Perhaps his most urgent message is about a shift in mindset. The goal is no longer to prevent every intrusion — that is unrealistic in today’s environment. Instead, energy operators must prepare to “operate through compromise.” Fitzsimmons explains that the sector must assume adversaries are already inside some systems and plan accordingly. That means segmenting IT and OT networks so intruders cannot easily move laterally, hardening the most critical control systems to make them more resistant to attack, and creating detailed response and recovery plans to restore operations quickly when incidents occur. “It’s what you do on a bad day that matters,” he says. “We have to have an operational plan in place to respond and recover as rapidly as possible.”
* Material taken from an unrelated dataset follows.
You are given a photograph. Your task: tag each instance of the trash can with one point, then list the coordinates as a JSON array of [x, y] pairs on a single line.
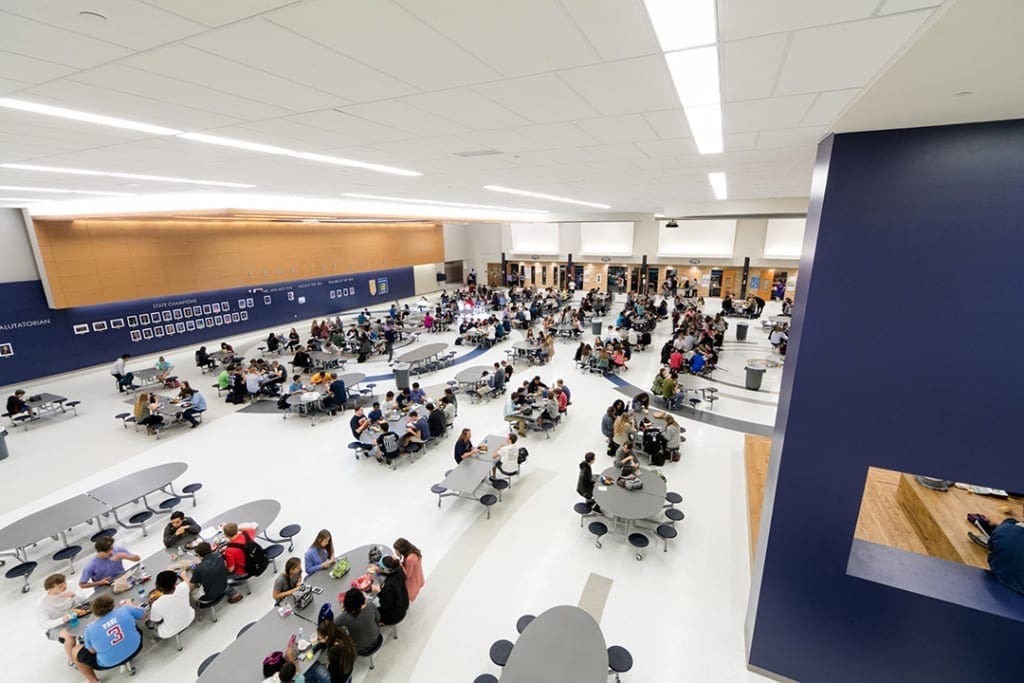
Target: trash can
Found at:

In a sector where reliability is expected 100 percent of the time and failures can have life-or-death consequences, Fitzsimmons’ message is unmistakable: resilience is not optional. By improving information sharing, investing in cutting-edge AI defenses, and preparing to operate even when compromised, CESER and its partners are laying the groundwork for an energy sector that can withstand the most sophisticated cyber threats and keep the lights on for the nation.